Notre perception de la réalité repose sur une perception fragmentaire. Notre imagination reconstitue (ou fabrique) les éléments manquants. Compléter ce qui manque ou l’ellipse. Deux images forment une idée… et tout se passe dans le "caniveau", c'est-à-dire entre les deux images.

Si on vous demande ce qui s’est passé, il y a de fortes chances pour que vous disiez que le capitaine est tombé et pourtant vous ne l’avez pas vu tomber.

Pour Scott Mc Cloud, les images pourraient s’apparenter au vocabulaire de la bande dessinée et l’ellipse en serait la grammaire. La Bande Dessinée est une ellipse. L’auteur de BD reçoit la complicité d’un partenaire involontaire : le lecteur ! C’est lui qui va imaginer ce qui se passe entre les deux cases, la violence du coup par exemple.

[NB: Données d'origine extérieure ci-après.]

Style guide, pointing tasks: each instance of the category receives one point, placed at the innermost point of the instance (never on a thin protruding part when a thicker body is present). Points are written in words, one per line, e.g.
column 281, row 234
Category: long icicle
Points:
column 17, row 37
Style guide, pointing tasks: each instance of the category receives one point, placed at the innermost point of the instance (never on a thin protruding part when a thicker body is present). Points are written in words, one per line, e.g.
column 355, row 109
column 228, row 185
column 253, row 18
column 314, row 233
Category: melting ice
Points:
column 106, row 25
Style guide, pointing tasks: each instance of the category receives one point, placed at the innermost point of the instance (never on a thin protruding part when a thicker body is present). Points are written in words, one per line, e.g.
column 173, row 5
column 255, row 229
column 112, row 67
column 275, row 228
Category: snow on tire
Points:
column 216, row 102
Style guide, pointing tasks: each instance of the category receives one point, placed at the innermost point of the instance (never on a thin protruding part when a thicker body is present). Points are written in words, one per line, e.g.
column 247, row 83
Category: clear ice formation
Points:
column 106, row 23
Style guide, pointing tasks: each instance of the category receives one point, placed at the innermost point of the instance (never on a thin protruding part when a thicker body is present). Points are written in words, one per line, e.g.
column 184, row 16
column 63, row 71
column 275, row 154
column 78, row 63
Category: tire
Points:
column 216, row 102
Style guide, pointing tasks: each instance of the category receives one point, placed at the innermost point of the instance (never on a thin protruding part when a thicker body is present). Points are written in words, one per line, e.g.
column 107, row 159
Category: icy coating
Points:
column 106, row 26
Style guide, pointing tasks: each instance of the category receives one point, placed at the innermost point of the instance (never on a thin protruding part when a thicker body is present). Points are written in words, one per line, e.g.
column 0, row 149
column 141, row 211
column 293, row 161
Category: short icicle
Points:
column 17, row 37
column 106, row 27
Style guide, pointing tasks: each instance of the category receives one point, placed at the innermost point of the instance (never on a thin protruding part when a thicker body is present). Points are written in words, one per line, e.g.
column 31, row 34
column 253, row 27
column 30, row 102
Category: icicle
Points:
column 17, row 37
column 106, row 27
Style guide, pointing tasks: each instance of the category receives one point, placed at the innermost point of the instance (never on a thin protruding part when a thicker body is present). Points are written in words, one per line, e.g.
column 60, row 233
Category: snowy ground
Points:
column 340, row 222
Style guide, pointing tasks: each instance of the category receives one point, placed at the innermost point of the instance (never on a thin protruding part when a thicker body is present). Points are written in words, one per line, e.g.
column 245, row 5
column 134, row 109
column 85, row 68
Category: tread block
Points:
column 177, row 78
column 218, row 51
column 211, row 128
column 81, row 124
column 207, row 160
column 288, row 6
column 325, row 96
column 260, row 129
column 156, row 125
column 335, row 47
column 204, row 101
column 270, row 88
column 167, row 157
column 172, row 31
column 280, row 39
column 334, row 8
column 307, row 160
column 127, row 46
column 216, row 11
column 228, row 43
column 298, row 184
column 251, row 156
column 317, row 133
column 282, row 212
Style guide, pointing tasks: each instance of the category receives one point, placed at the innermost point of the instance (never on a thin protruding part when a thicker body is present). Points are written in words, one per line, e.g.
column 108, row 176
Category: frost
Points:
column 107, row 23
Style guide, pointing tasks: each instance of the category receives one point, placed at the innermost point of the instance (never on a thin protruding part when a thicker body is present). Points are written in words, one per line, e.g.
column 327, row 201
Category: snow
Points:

L’enchaînement des cases peut être de plusieurs types :

  1. Moment à moment (peu de place pour l’ellipse)
  2. Action à action
  3. De sujet à sujet
  4. De scène à scène (implique un raisonnement déductif)
  5. De point de vue à point de vue
  6. Solution de continuité (cases juxtaposées sans rapport entre elles)

Moment à moment
Action à action

De sujet à sujet
De scène à scène

De point de vue à point de vue
Solution de continuité

Il semblerait qu’une grande, très grande majorité de la bande dessinée repose essentiellement sur les enchaînements suivants : Action à action, De sujet à sujet, De scène à scène

La catégorie « Moment à moment » implique de nombreuses images. « Point de vue à point de vue », aucun événement ne survient.

Dans la bande dessinée japonaise, on trouve une plus grande présence d’enchaînements « de moment à moment », même s’il ne s’agit, en réalité, que d’un faible pourcentage des enchaînements de cette BD. La plus grande différence est dans l’utilisation des transitions de « point de vue à point de vue ». Le temps semble être suspendu. Doit-on y voir un héritage culturel ? Une tradition d’art qui crée des labyrinthes… Ou tout simplement un coût d’impression inférieur qui permet la réalisation d’album avec un plus grand nombre de pages. En tout cas, une force de création d'ambiance.

 

La bande dessinée fonctionne plus par soustraction qu’addition. Trouver l’équilibre entre le trop peu et le trop. Autrement dit évaluer la capacité des lecteurs à construire cette ellipse.

Deux représentations d’un même enchaînement :

La seule différence est le choix du degré de réalité dans le dessin. Le dessin réaliste fixe les images, la fluidité de du mouvement est moindre. On a tendance à voir des images juxtaposées et non plus un enchaînement.

La bande dessinée pousse le lecteur à participer activement à sa lecture, à créer un sens avec ce qu’il voit et ce qu’il ne voit pas. La bande dessinée n’est pas un art hybride, un mélange de graphisme et littérature ; elle a bien sa spécificité.